Para que haja informações, bases seguras para conhecer-se melhor o sector produtivo, traçar directrizes e definir estratégias de desenvolvimento a diversos níveis e mesmo, para relançar e acompanhar a produção nacional nos diferentes sectores, é imprescindível que se saiba o nível actual dessa produção, bem como a sua flutuação.

A definição de indicadores para o devido seguimento das actividades em curso, bem como das previstas, no contexto das acções da aplicação da Estratégia Nacional de Redução da Pobreza, rumo ao desenvolvimento sustentável também é imprescindível.

É difícil definir metas, perspectivas futuras, em relação ao sector alimentar e não só, prevenir contra as mudanças climáticas e outros factores relacionados com o desenvolvimento, sem saber o que, quanto e em que condições se produz, bem como outros dados fundamentais que normalmente devem ser incluídos nos programas de trabalhos e nos documentos estratégicos.

Como é possível fazer-se um balanço das produções, prosseguir contactos com os parceiros nacionais e internacionais de desenvolvimento nos diferentes domínios, se as referências essenciais não estiverem actualizadas e disponíveis?

A parceria e a coordenação com o Instituto Nacional de Estatística devem ser aspectos a ter em conta, para que os dados finais sejam os mais próximos da realidade.

Aliás, a orientação desse Instituto deve ser fundamental, principalmente para que a recolha, o registo e a análise sejam correctos.
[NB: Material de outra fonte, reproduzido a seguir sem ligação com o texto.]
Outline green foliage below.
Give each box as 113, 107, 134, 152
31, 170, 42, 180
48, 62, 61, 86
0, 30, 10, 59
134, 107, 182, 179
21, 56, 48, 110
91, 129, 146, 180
Por outro lado, a formação contínua deve estar sempre presente. A colaboração no terreno com todos os produtores e os diferentes intervenientes é obrigatória para que os resultados esperados sejam atingidos. Deve haver uma boa interação. Para tal, há que aplicar medidas previamente definidas para o efeito, com métodos apropriados e participativos. Os aspectos transversais para o acompanhamento, não devem ser esquecidos, de maneira que quem produz e quem directa ou indirectamente faça parte do sector se sinta participante e beneficiário dessa actividade.

Os produtores sabem a quantidade que produzem, naturalmente. Eles são heróis, pois, por vezes com vias de acesso difíceis ou mesmo inexistentes abastecem os mercados.

Mas a Entidade Nacional, o Sector Nacional Responsável sabe, conhece o total da produção do País em relação aos diferentes produtos?

Há que aproveitar as acções em curso, as previstas e as possíveis fontes de colaboração internas e externas e em paralelo introduzir nas actividades a recolha de informações. E, consequentemente realizá-la. Vale sempre a pena! Assim, será mais um contributo para que o Sector Produtivo e as Estatísticas nacionais estejam mais completos. Quem sabe, poderá também servir para uma possível actualização, aplicação e o seguimento real da Redução da Pobreza. E ser verdadeiramente uma das muitas alavancas necessárias para o desenvolvimento sustentável de São Tomé e Príncipe.»» Janeiro de 2008»»

Que os Esforços continuem.

Graça Viegas, Engenheira Agrónoma, São Tomé.